SocGen Exits U.S. Merger Arbitrage
Societe Generale reportedly fired a four-member merger arbitrage trading team based in New York last month.
The move is an apparent response to declining merger activity, according to Bloomberg News. Other players such as hedge funds Deephaven Capital Management and Tisbury Capital Management shut their U.S. merger arbitrage strategies this year as well.
Unnamed sources told Bloomberg the group had invested SocGen's own capital and was breaking even since the beginning of the year. The team was led by managing director William Kavaler, who headed U.S. risk arbitrage at Commerzbank and previously worked at Laterman & Co.
Paris-based SocGen didn't comment for Bloomberg's story, which the newswire attributed to two people with knowledge of the decision.
Bloomberg data show the value of public companies taken over worldwide fell 39 percent in the first half of this year compared with a year earlier, to $644 billion.

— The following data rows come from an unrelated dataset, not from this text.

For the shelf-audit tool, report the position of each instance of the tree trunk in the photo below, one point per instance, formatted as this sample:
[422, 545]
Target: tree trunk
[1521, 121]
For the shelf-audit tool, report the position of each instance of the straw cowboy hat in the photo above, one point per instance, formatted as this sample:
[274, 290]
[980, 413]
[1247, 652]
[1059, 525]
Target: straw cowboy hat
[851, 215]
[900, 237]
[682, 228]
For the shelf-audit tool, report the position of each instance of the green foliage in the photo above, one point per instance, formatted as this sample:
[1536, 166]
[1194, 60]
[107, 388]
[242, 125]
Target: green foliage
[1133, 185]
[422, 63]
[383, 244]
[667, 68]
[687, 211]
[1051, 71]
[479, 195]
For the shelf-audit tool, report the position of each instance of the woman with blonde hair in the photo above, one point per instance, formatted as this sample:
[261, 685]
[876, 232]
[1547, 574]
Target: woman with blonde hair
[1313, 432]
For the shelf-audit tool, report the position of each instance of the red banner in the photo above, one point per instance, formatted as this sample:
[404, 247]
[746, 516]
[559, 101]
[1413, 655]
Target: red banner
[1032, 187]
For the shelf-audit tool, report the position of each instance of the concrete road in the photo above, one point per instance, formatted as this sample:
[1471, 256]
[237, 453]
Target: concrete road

Data from Hedge Fund Research show merger arbitrage funds lost 0.4 percent on average in the first half.
Besides reduced activity, during the past year several high-profile pending takeovers either were consummated at much lower levels than first proposed, or were abandoned altogether. Arbitrage traders who bought shares of such companies as Sallie Mae, Alliance Data Systems or United Rentals when those takeovers were announced would have suffered big losses when the deals collapsed.